Я искал глазами «кадиллак», хоть и был готов поспорить, что она арендует машину у Виллумсена. Заглядывал в кафе и рестораны, мимо которых шел. Дотащился до озера, миновал кинотеатр. Наконец зашел в мелкое кафе, заказал черный кофе, сел так, чтобы видеть дверь, и листал местные газеты.

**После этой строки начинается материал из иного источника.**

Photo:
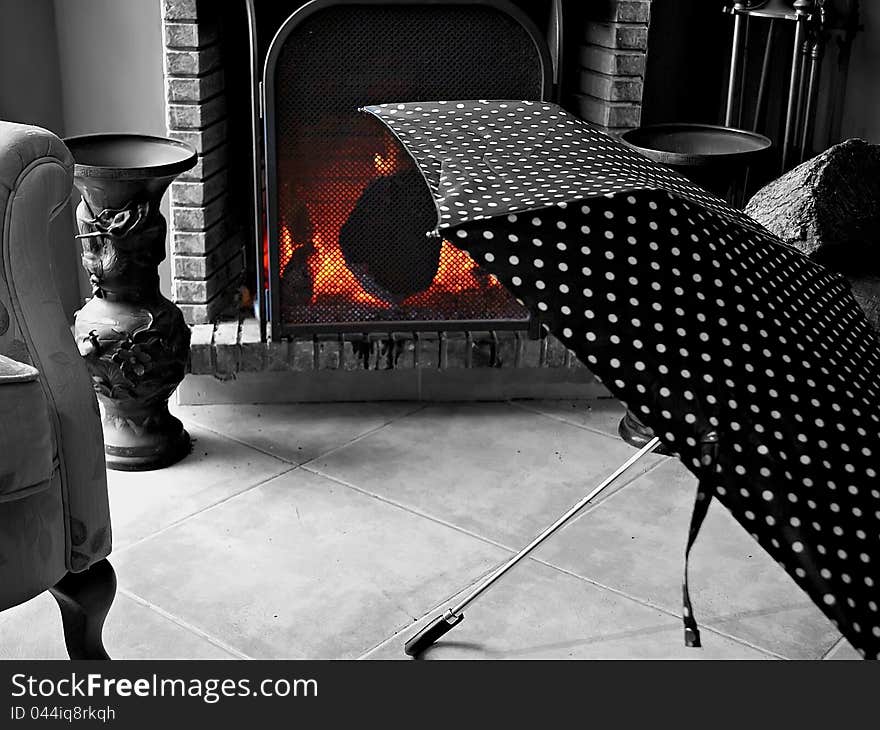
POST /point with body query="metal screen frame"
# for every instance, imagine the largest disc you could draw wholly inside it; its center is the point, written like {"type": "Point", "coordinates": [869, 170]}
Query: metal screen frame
{"type": "Point", "coordinates": [268, 91]}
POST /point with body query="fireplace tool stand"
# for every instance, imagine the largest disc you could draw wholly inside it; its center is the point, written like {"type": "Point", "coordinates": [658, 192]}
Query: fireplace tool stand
{"type": "Point", "coordinates": [455, 615]}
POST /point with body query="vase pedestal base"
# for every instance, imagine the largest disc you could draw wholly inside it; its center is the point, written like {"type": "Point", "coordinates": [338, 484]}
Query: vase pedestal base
{"type": "Point", "coordinates": [141, 439]}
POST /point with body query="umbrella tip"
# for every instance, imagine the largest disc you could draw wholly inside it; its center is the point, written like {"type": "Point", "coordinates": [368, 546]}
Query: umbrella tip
{"type": "Point", "coordinates": [431, 633]}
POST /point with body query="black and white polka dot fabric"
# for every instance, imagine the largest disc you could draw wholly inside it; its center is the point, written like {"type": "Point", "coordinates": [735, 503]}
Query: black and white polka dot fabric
{"type": "Point", "coordinates": [692, 314]}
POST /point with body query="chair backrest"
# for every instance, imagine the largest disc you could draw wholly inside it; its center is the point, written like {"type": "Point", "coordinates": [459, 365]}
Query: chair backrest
{"type": "Point", "coordinates": [36, 178]}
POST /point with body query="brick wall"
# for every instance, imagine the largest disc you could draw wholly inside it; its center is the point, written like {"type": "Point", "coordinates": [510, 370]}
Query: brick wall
{"type": "Point", "coordinates": [612, 56]}
{"type": "Point", "coordinates": [206, 239]}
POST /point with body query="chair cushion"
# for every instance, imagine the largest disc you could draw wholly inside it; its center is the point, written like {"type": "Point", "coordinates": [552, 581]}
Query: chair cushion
{"type": "Point", "coordinates": [25, 432]}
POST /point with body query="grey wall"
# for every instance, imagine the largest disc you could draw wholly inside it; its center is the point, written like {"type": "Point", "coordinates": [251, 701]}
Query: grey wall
{"type": "Point", "coordinates": [81, 66]}
{"type": "Point", "coordinates": [110, 54]}
{"type": "Point", "coordinates": [30, 93]}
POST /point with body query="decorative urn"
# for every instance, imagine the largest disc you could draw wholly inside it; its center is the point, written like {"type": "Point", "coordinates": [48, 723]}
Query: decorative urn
{"type": "Point", "coordinates": [135, 341]}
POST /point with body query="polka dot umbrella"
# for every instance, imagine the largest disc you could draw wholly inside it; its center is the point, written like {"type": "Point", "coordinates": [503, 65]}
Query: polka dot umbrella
{"type": "Point", "coordinates": [751, 362]}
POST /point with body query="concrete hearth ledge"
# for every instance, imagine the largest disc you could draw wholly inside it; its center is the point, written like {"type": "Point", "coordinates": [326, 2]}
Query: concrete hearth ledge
{"type": "Point", "coordinates": [230, 364]}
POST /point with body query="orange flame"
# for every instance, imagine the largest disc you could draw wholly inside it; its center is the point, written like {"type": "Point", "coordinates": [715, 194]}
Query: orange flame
{"type": "Point", "coordinates": [328, 209]}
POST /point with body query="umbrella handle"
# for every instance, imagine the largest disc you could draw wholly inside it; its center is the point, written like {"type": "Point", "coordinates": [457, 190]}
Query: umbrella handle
{"type": "Point", "coordinates": [442, 624]}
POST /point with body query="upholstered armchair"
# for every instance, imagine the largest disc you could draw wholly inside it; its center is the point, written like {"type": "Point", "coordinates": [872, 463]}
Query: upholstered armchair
{"type": "Point", "coordinates": [54, 513]}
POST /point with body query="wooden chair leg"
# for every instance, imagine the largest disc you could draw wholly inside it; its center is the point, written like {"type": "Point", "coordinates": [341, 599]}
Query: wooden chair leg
{"type": "Point", "coordinates": [85, 599]}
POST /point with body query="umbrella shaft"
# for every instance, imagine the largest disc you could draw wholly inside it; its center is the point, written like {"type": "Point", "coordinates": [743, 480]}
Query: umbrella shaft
{"type": "Point", "coordinates": [452, 613]}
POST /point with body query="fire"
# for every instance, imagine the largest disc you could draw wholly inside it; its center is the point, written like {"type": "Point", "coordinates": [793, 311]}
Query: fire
{"type": "Point", "coordinates": [309, 240]}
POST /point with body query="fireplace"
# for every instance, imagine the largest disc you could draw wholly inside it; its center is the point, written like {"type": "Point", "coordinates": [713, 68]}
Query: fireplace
{"type": "Point", "coordinates": [298, 241]}
{"type": "Point", "coordinates": [346, 248]}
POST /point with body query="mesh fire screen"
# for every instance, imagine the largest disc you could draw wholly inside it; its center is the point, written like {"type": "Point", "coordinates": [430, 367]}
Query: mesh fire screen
{"type": "Point", "coordinates": [348, 213]}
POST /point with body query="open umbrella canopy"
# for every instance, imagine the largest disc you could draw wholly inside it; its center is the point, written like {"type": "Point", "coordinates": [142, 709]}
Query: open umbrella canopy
{"type": "Point", "coordinates": [753, 363]}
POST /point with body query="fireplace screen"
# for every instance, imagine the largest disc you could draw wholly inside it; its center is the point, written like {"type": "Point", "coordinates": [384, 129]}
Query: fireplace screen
{"type": "Point", "coordinates": [346, 246]}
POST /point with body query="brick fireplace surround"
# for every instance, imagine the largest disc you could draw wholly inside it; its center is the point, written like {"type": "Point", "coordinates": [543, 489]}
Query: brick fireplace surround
{"type": "Point", "coordinates": [229, 360]}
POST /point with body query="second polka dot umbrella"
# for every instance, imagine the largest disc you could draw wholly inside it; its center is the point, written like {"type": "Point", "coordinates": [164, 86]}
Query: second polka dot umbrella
{"type": "Point", "coordinates": [747, 359]}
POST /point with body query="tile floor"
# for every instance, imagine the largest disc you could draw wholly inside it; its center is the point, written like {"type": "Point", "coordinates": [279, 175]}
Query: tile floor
{"type": "Point", "coordinates": [335, 531]}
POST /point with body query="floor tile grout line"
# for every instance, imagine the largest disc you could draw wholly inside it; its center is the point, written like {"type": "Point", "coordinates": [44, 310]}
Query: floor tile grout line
{"type": "Point", "coordinates": [559, 419]}
{"type": "Point", "coordinates": [265, 452]}
{"type": "Point", "coordinates": [834, 647]}
{"type": "Point", "coordinates": [192, 628]}
{"type": "Point", "coordinates": [292, 467]}
{"type": "Point", "coordinates": [704, 625]}
{"type": "Point", "coordinates": [406, 508]}
{"type": "Point", "coordinates": [507, 548]}
{"type": "Point", "coordinates": [361, 437]}
{"type": "Point", "coordinates": [206, 508]}
{"type": "Point", "coordinates": [644, 603]}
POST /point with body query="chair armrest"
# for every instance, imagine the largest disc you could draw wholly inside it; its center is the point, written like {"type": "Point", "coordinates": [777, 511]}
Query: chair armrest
{"type": "Point", "coordinates": [13, 371]}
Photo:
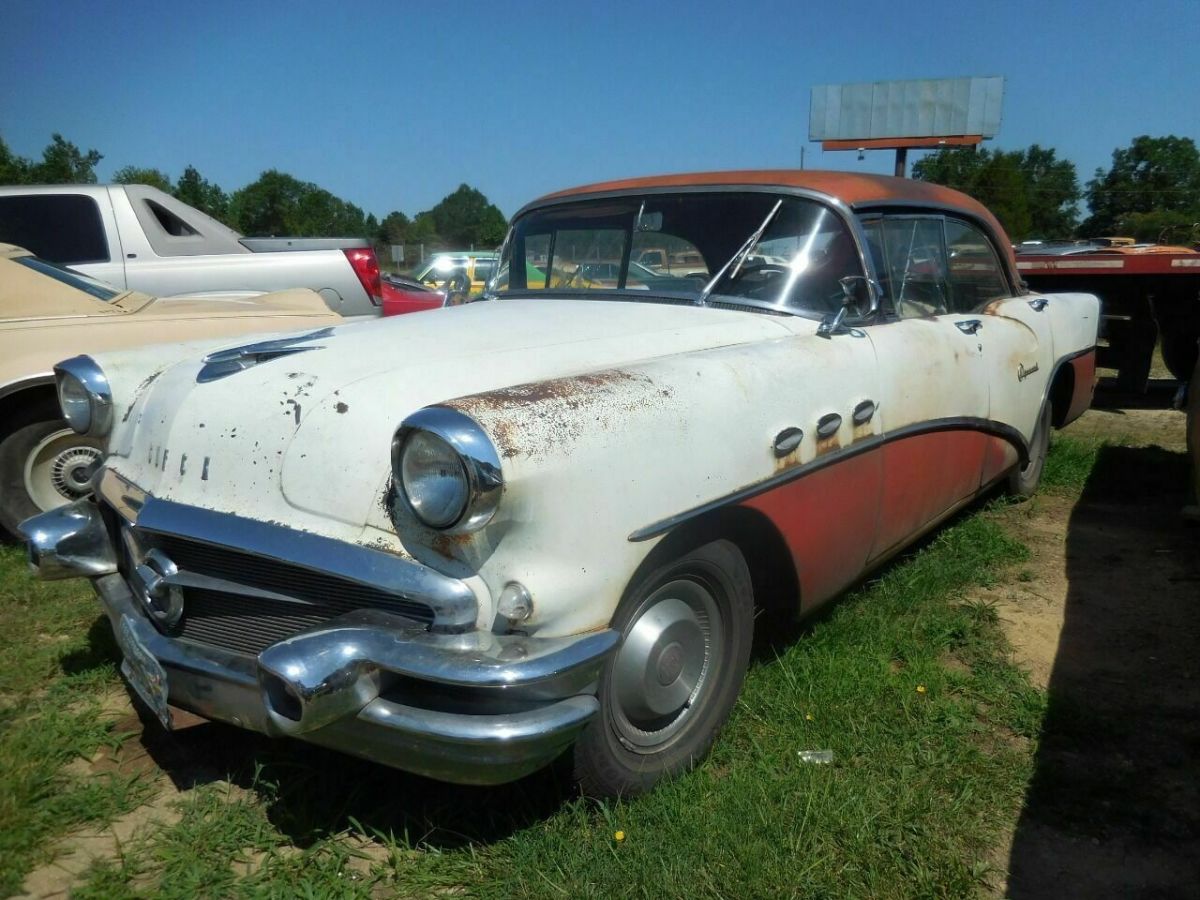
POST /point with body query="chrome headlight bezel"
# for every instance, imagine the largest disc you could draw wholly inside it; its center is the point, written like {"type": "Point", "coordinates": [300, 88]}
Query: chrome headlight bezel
{"type": "Point", "coordinates": [478, 459]}
{"type": "Point", "coordinates": [83, 378]}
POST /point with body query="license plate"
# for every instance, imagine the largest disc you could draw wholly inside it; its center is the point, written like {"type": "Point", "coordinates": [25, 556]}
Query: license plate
{"type": "Point", "coordinates": [144, 673]}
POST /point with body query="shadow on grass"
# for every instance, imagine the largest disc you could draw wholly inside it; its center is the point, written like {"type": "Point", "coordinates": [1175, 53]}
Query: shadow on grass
{"type": "Point", "coordinates": [1114, 807]}
{"type": "Point", "coordinates": [100, 651]}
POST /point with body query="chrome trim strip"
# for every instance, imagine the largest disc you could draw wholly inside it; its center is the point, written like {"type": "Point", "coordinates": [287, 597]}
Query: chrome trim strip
{"type": "Point", "coordinates": [454, 604]}
{"type": "Point", "coordinates": [744, 493]}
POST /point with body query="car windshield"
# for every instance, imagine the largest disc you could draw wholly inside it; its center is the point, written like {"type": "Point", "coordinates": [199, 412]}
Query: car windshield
{"type": "Point", "coordinates": [79, 281]}
{"type": "Point", "coordinates": [676, 245]}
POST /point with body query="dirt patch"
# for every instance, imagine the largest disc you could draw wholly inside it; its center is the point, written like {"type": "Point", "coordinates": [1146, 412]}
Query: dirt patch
{"type": "Point", "coordinates": [1132, 427]}
{"type": "Point", "coordinates": [1105, 617]}
{"type": "Point", "coordinates": [75, 853]}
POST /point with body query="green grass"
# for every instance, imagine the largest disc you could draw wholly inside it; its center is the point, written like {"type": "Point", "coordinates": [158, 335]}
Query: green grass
{"type": "Point", "coordinates": [906, 682]}
{"type": "Point", "coordinates": [54, 670]}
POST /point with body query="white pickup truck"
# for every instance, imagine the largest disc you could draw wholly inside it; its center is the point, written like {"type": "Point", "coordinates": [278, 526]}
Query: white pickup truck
{"type": "Point", "coordinates": [143, 239]}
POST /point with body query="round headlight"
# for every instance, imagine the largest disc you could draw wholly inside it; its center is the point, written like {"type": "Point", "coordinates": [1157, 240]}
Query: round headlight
{"type": "Point", "coordinates": [75, 402]}
{"type": "Point", "coordinates": [84, 396]}
{"type": "Point", "coordinates": [447, 469]}
{"type": "Point", "coordinates": [433, 480]}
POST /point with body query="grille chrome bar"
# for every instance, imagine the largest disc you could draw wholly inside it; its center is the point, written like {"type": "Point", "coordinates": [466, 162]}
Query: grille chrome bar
{"type": "Point", "coordinates": [273, 559]}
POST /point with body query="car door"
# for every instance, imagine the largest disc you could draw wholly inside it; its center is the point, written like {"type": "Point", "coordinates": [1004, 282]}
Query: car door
{"type": "Point", "coordinates": [934, 395]}
{"type": "Point", "coordinates": [1014, 333]}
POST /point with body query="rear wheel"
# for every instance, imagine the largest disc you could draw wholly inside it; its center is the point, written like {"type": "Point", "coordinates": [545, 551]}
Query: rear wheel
{"type": "Point", "coordinates": [664, 696]}
{"type": "Point", "coordinates": [1024, 480]}
{"type": "Point", "coordinates": [43, 465]}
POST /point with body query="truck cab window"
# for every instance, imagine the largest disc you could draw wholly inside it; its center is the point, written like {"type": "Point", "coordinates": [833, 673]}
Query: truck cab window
{"type": "Point", "coordinates": [61, 227]}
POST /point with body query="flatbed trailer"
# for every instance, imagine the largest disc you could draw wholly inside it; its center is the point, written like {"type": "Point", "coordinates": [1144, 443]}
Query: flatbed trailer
{"type": "Point", "coordinates": [1143, 297]}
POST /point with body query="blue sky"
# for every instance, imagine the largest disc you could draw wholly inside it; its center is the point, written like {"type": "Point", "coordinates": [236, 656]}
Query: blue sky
{"type": "Point", "coordinates": [391, 106]}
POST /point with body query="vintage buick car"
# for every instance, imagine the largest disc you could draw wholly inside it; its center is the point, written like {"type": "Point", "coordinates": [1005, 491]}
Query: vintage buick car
{"type": "Point", "coordinates": [460, 543]}
{"type": "Point", "coordinates": [47, 312]}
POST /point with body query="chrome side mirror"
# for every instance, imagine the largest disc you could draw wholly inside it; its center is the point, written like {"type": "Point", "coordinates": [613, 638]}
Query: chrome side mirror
{"type": "Point", "coordinates": [855, 289]}
{"type": "Point", "coordinates": [457, 288]}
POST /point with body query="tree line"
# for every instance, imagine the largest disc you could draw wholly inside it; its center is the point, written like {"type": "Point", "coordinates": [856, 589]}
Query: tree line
{"type": "Point", "coordinates": [1150, 192]}
{"type": "Point", "coordinates": [276, 203]}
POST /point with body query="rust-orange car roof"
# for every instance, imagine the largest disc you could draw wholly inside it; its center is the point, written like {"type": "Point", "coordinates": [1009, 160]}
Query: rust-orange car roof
{"type": "Point", "coordinates": [850, 187]}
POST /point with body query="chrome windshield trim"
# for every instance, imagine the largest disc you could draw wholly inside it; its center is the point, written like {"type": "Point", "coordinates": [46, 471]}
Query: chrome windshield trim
{"type": "Point", "coordinates": [453, 603]}
{"type": "Point", "coordinates": [841, 209]}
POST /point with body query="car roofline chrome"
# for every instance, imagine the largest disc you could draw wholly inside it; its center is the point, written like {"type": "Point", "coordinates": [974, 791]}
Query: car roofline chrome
{"type": "Point", "coordinates": [454, 604]}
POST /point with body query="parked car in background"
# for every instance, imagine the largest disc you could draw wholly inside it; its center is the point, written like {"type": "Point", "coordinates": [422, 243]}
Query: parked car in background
{"type": "Point", "coordinates": [462, 274]}
{"type": "Point", "coordinates": [143, 239]}
{"type": "Point", "coordinates": [49, 312]}
{"type": "Point", "coordinates": [552, 517]}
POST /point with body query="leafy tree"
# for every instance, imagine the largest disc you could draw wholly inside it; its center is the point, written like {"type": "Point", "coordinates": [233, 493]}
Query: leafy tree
{"type": "Point", "coordinates": [135, 175]}
{"type": "Point", "coordinates": [424, 229]}
{"type": "Point", "coordinates": [1150, 175]}
{"type": "Point", "coordinates": [467, 219]}
{"type": "Point", "coordinates": [281, 204]}
{"type": "Point", "coordinates": [13, 169]}
{"type": "Point", "coordinates": [63, 163]}
{"type": "Point", "coordinates": [1030, 191]}
{"type": "Point", "coordinates": [197, 191]}
{"type": "Point", "coordinates": [394, 228]}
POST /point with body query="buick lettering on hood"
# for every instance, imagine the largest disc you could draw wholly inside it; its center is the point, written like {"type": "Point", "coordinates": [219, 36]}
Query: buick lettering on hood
{"type": "Point", "coordinates": [463, 541]}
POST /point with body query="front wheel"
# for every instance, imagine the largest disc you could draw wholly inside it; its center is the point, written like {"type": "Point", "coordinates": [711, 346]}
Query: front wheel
{"type": "Point", "coordinates": [43, 465]}
{"type": "Point", "coordinates": [1024, 481]}
{"type": "Point", "coordinates": [664, 696]}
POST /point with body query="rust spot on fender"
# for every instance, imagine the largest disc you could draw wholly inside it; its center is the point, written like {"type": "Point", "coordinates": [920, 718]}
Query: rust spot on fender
{"type": "Point", "coordinates": [447, 544]}
{"type": "Point", "coordinates": [525, 419]}
{"type": "Point", "coordinates": [139, 390]}
{"type": "Point", "coordinates": [787, 462]}
{"type": "Point", "coordinates": [828, 444]}
{"type": "Point", "coordinates": [570, 391]}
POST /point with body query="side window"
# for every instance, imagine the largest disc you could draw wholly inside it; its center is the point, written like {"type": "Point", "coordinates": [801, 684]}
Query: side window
{"type": "Point", "coordinates": [976, 274]}
{"type": "Point", "coordinates": [915, 259]}
{"type": "Point", "coordinates": [60, 227]}
{"type": "Point", "coordinates": [484, 269]}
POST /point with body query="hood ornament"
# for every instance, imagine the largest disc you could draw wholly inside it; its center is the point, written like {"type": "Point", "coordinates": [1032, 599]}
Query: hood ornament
{"type": "Point", "coordinates": [237, 359]}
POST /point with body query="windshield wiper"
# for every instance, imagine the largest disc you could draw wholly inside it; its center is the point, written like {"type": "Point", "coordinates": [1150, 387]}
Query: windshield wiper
{"type": "Point", "coordinates": [738, 258]}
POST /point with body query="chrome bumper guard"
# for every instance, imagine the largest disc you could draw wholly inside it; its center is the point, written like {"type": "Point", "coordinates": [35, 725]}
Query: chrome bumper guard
{"type": "Point", "coordinates": [473, 707]}
{"type": "Point", "coordinates": [69, 543]}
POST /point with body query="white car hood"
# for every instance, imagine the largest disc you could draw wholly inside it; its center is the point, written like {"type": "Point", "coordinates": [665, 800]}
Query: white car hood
{"type": "Point", "coordinates": [306, 437]}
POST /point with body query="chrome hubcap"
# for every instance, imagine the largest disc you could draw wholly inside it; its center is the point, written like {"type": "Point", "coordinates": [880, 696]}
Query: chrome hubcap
{"type": "Point", "coordinates": [59, 469]}
{"type": "Point", "coordinates": [666, 664]}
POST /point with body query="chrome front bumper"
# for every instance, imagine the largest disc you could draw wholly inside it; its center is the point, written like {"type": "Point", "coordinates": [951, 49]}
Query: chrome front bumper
{"type": "Point", "coordinates": [473, 707]}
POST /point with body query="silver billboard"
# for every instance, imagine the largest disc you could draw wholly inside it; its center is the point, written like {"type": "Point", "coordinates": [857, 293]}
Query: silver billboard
{"type": "Point", "coordinates": [924, 108]}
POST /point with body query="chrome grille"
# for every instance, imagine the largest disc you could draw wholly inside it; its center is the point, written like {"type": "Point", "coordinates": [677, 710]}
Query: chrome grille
{"type": "Point", "coordinates": [251, 624]}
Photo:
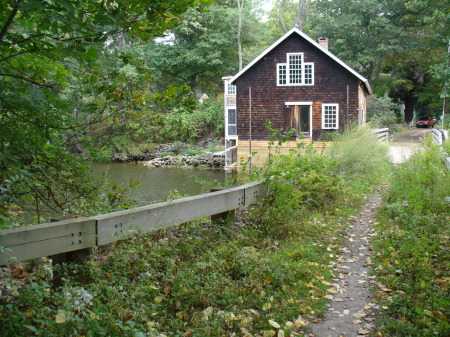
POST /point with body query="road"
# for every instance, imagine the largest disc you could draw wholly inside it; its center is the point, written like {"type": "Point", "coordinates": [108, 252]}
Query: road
{"type": "Point", "coordinates": [406, 143]}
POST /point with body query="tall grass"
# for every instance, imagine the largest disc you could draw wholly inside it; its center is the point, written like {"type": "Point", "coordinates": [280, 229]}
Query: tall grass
{"type": "Point", "coordinates": [412, 249]}
{"type": "Point", "coordinates": [360, 156]}
{"type": "Point", "coordinates": [267, 273]}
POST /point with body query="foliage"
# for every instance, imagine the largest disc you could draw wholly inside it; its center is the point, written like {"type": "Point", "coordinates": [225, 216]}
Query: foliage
{"type": "Point", "coordinates": [361, 156]}
{"type": "Point", "coordinates": [61, 86]}
{"type": "Point", "coordinates": [253, 277]}
{"type": "Point", "coordinates": [412, 249]}
{"type": "Point", "coordinates": [381, 111]}
{"type": "Point", "coordinates": [203, 47]}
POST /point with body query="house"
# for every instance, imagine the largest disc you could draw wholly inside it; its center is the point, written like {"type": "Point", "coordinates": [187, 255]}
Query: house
{"type": "Point", "coordinates": [296, 84]}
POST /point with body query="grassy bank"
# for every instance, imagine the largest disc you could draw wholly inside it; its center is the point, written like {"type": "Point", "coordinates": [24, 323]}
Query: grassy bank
{"type": "Point", "coordinates": [268, 274]}
{"type": "Point", "coordinates": [412, 249]}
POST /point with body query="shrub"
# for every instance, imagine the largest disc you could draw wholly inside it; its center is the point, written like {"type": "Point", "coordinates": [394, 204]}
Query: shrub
{"type": "Point", "coordinates": [412, 248]}
{"type": "Point", "coordinates": [360, 156]}
{"type": "Point", "coordinates": [381, 111]}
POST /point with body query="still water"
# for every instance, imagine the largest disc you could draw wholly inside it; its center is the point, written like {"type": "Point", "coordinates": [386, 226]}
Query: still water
{"type": "Point", "coordinates": [156, 183]}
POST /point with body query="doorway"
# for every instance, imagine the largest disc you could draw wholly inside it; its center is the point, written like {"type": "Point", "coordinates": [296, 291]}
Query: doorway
{"type": "Point", "coordinates": [299, 118]}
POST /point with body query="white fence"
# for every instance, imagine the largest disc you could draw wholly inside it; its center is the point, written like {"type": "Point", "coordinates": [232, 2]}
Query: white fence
{"type": "Point", "coordinates": [382, 134]}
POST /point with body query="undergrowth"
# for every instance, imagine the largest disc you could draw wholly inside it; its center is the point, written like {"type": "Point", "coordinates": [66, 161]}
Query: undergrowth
{"type": "Point", "coordinates": [265, 275]}
{"type": "Point", "coordinates": [412, 249]}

Заведений в Нотоддене не сказать чтобы очень много, и, разумеется, по идеальному сценарию Шеннон должна была меня найти, а не наоборот. Она войдет, я подниму глаза, наши взгляды встретятся, и ее взгляд скажет мне, что не нужно сочинять для прикрытия никаких историй, хоть таковая у меня имелась: я искал выставленные на продажу заправки. Я помнил, что она собиралась в Нотодден, – а разве сегодня? Если она не занята с клиентом на целый день, может, нам встретиться после обеда и выпить? Или даже поужинать, если у нее нет других планов.
Дверь открылась, и я отвел взгляд. Компания горланящих подростков. Дверь сразу же открылась еще раз – очередная компания молодежи, и я понял, что уроки в школе закончились. Дверь распахнулась в третий раз, и я увидел ее лицо. Она изменилась, я ее помнил совсем не такой. Это лицо казалось открытым. Она меня не заметила – можно и дальше спокойно ее разглядывать, отгородившись газетой. Она сидела и слушала молодого человека, с которым пришла. Не улыбалась, не смеялась – и тем не менее в ней чувствовалась напряженность, словно она защищала свои уязвимые чувства. Я также заметил, что у них с этим юношей что-то было – связь, которая не возникнет, если не подпустить человека к себе поближе. Затем ее взгляд заскользил по помещению и, встретившись с моим, на секунду застыл.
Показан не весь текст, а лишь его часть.